Reseting a floppy drive device would include the "recalibrate" command, detecting if any media is in the drive and trying to figure out what type of media is inserted (and configuring for that media). Media specific configuration includes the "specify" command 0x03, the data rate, any device driver data (buffers, etc), and any OS specific stuff (for e.g. mounting it at "/dev/fda0").
The most annoying thing is there's no decent way of determining what media is in a device. DOS use the BPB (BIOS Parameter Block) in the first sector, but this is badly named and should be called the DPB (DOS Parameter Block) as it's not required, and not suitable for some of the floppy formats you could create (for e.g. if you use a higher number of sectors per track on the outer cyclinders).
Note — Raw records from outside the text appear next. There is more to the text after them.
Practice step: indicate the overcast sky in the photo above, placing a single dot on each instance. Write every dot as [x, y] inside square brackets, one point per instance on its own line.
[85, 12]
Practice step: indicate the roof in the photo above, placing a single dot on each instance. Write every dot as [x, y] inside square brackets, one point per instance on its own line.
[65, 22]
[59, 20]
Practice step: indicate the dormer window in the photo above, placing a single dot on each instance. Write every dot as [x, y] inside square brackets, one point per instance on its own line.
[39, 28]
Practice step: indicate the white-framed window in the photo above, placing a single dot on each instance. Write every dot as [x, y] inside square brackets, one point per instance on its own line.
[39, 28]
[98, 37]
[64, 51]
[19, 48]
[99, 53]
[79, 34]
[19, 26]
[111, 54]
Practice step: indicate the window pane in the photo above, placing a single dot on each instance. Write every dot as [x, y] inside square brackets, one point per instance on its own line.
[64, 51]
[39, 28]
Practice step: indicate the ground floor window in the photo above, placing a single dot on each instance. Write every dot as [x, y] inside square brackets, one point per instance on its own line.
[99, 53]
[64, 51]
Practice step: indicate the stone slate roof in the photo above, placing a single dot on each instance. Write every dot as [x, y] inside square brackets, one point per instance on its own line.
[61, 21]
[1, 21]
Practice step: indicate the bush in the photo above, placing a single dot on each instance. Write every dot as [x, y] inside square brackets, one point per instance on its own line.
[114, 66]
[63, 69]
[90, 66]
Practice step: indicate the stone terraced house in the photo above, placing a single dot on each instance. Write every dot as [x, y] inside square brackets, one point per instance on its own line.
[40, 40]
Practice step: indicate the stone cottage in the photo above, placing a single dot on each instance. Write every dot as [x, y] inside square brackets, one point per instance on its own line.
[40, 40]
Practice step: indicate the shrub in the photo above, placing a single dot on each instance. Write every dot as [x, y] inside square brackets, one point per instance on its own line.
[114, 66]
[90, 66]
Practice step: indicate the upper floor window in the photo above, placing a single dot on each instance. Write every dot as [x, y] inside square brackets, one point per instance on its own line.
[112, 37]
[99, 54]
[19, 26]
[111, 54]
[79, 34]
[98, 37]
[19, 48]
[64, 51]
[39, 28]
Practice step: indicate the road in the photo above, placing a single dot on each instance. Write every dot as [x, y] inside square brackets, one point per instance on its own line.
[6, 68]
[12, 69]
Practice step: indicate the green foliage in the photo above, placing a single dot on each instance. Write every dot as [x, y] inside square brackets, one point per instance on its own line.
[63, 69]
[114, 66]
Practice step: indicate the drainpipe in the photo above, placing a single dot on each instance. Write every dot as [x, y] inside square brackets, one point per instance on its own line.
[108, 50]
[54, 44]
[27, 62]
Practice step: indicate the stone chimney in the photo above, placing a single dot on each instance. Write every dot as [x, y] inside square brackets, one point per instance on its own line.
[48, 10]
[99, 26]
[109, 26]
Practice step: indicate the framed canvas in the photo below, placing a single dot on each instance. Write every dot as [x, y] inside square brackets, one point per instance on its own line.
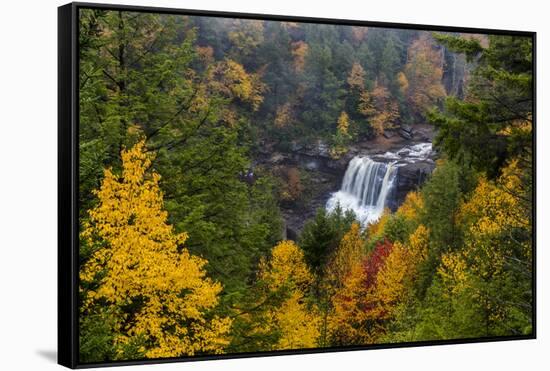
[237, 185]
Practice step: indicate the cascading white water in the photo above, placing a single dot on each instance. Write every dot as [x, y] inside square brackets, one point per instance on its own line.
[368, 180]
[365, 188]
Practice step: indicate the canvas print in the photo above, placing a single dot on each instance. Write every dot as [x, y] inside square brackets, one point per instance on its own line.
[252, 185]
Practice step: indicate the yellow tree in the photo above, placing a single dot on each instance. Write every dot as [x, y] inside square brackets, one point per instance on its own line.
[421, 82]
[497, 251]
[348, 322]
[349, 252]
[356, 77]
[294, 320]
[343, 124]
[395, 278]
[140, 269]
[380, 108]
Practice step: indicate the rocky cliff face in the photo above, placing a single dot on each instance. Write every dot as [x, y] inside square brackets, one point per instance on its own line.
[325, 174]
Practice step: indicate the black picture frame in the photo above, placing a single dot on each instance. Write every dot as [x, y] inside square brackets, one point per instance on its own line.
[68, 180]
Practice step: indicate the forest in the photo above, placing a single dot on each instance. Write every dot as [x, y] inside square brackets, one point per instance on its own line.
[204, 149]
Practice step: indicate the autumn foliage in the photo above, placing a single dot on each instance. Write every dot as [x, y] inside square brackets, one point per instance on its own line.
[139, 262]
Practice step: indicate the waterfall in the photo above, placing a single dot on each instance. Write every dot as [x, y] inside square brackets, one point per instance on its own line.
[365, 188]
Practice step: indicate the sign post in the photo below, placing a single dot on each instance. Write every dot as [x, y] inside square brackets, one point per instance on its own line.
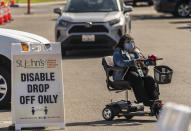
[37, 85]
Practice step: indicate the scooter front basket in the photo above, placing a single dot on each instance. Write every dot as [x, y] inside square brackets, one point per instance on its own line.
[163, 74]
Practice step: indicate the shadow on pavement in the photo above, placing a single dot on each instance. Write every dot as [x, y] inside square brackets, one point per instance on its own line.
[87, 54]
[119, 122]
[184, 27]
[187, 26]
[154, 17]
[180, 22]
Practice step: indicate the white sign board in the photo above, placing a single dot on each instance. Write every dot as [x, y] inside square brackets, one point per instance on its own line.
[174, 118]
[37, 86]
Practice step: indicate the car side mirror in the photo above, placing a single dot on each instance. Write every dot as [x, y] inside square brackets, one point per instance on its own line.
[127, 9]
[58, 11]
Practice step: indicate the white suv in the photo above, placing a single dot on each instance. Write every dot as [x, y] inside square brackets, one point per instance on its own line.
[7, 37]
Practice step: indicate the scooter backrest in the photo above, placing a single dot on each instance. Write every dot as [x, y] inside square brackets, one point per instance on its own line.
[107, 63]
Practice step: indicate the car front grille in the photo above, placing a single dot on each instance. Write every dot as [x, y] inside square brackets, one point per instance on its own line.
[85, 29]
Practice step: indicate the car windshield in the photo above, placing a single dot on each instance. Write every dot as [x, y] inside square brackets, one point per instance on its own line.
[91, 6]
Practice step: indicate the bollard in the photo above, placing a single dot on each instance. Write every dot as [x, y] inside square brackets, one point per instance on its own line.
[1, 16]
[9, 12]
[5, 13]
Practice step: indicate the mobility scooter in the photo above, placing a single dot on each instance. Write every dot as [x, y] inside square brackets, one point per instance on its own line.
[125, 108]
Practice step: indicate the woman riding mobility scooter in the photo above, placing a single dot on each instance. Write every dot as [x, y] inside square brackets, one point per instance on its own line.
[162, 75]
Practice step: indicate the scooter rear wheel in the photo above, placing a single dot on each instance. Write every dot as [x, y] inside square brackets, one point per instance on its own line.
[108, 114]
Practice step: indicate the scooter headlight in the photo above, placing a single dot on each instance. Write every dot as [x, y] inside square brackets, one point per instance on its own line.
[64, 23]
[113, 22]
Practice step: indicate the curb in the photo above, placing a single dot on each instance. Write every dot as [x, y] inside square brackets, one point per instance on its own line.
[42, 4]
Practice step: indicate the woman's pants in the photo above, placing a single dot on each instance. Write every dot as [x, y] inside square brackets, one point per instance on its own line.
[145, 89]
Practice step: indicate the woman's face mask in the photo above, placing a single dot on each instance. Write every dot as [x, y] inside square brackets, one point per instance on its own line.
[129, 47]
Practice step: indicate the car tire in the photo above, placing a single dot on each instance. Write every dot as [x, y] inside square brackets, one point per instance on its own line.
[5, 87]
[182, 10]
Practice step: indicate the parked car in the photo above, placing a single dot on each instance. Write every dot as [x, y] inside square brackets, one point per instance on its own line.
[7, 37]
[180, 8]
[134, 2]
[85, 24]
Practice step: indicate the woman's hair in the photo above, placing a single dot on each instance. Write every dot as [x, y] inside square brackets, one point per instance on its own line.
[125, 38]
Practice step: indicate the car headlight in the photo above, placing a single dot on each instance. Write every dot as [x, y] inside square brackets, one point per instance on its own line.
[64, 23]
[113, 22]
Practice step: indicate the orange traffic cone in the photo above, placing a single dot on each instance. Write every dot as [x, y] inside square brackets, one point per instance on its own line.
[1, 16]
[2, 2]
[5, 17]
[13, 4]
[9, 12]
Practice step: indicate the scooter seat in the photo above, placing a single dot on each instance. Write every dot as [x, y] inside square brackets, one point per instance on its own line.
[120, 85]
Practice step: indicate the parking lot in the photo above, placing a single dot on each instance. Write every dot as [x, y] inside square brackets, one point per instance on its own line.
[84, 79]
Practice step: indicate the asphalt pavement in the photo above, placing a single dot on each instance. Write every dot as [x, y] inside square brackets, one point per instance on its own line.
[84, 78]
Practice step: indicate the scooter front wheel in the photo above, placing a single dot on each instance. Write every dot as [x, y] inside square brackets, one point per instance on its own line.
[108, 114]
[128, 117]
[158, 108]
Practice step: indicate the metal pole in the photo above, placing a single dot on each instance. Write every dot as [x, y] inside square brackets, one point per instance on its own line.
[29, 7]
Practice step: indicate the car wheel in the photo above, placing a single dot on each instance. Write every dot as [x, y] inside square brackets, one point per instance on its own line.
[5, 87]
[183, 10]
[108, 114]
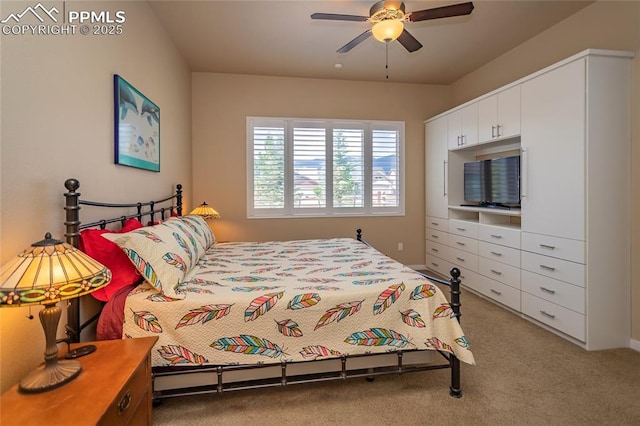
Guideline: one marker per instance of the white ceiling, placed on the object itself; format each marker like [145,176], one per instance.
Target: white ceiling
[279,38]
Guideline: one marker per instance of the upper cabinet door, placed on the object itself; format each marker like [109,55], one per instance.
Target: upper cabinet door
[436,155]
[499,115]
[463,127]
[553,157]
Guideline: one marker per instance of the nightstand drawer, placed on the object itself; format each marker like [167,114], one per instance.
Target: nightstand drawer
[438,265]
[499,292]
[437,249]
[558,269]
[437,236]
[558,292]
[463,243]
[437,223]
[464,228]
[499,235]
[561,248]
[504,273]
[133,397]
[464,259]
[563,319]
[503,254]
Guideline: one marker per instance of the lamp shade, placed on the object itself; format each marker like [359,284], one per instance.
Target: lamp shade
[388,29]
[206,211]
[49,271]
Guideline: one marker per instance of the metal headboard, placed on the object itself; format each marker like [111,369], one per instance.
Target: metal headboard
[154,210]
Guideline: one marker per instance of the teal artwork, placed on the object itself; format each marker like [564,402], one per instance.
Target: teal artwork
[137,128]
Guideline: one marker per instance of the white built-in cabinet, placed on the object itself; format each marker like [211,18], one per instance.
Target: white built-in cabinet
[563,259]
[499,115]
[463,127]
[436,153]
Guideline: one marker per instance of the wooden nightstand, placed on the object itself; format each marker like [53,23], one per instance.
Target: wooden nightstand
[114,388]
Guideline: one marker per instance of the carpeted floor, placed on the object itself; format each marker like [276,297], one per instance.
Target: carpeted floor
[524,376]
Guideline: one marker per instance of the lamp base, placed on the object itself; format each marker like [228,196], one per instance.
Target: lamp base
[50,376]
[81,351]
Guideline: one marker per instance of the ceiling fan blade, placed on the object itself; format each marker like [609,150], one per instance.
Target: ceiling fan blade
[409,42]
[338,17]
[393,4]
[442,12]
[356,41]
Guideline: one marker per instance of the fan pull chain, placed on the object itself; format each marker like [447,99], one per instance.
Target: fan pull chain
[386,61]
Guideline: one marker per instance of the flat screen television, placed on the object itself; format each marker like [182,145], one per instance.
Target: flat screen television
[493,183]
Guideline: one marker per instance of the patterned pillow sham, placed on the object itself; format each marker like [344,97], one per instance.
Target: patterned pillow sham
[200,229]
[164,253]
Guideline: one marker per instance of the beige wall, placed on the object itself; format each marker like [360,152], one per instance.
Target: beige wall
[221,103]
[57,122]
[602,25]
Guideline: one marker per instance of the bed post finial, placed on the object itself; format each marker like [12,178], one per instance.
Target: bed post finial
[72,207]
[179,199]
[72,184]
[454,289]
[455,389]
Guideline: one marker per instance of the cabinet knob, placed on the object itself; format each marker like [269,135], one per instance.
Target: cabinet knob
[548,315]
[124,402]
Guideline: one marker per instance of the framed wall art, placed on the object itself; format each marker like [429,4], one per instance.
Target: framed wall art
[137,127]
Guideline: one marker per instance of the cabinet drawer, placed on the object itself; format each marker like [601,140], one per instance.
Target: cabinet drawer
[437,249]
[503,254]
[562,319]
[437,223]
[464,228]
[437,236]
[134,396]
[506,274]
[562,248]
[438,265]
[500,292]
[463,259]
[469,278]
[499,235]
[558,269]
[463,243]
[558,292]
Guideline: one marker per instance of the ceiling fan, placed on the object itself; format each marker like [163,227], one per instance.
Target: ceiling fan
[388,18]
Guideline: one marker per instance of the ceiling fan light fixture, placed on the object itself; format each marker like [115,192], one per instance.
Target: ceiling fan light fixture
[387,30]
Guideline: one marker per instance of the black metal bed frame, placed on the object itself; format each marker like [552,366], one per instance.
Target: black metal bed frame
[74,326]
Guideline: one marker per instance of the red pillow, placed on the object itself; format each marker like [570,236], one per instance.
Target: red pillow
[110,255]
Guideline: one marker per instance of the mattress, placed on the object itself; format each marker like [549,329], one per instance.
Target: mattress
[269,302]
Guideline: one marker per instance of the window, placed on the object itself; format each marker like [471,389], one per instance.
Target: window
[308,167]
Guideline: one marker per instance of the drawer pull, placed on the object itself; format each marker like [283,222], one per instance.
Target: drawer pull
[124,402]
[548,315]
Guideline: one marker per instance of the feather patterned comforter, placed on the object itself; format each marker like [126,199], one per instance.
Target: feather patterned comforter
[252,303]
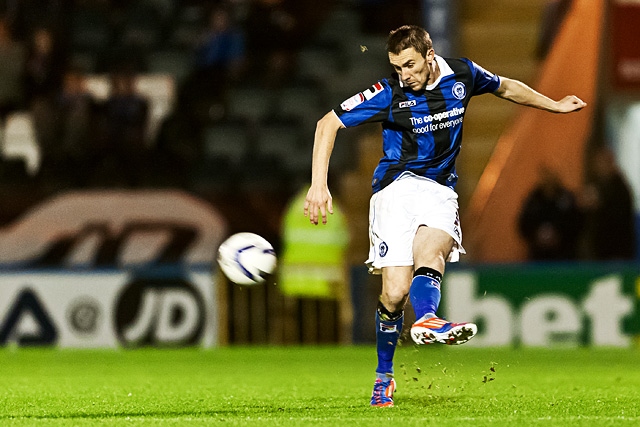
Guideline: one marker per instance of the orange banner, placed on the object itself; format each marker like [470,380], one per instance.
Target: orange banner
[538,138]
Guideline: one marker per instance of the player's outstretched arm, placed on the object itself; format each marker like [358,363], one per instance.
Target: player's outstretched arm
[318,196]
[520,93]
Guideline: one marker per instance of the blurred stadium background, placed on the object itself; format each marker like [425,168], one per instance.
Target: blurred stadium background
[137,135]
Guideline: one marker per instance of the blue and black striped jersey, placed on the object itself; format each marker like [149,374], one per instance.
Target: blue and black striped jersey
[421,131]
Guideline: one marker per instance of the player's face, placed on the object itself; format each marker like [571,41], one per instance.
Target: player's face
[412,68]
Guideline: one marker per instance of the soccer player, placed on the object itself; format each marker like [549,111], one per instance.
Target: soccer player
[414,227]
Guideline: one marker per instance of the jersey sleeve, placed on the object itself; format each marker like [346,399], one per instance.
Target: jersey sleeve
[483,80]
[371,105]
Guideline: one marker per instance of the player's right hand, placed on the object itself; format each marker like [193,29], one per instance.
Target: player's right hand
[318,199]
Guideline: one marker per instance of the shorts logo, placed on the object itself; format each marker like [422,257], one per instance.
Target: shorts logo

In general I set the data rate to 1 Mb/s and try to read the first sector of the disk. If this doesn't work (or if 1 Mb/s isn't supported) I try 500 Kb/s, then 300 Kb/s, then 250 Kb/s. Sooner or later one of the data rates will work. Then you can try different numbers of sectors per track and/or different numbers of bytes per sector, and/or figure out the highest track number. The more floppy disk formats your OS will handle the harder this will be, which is why a lot of hobby OSs only support 1440 Kb.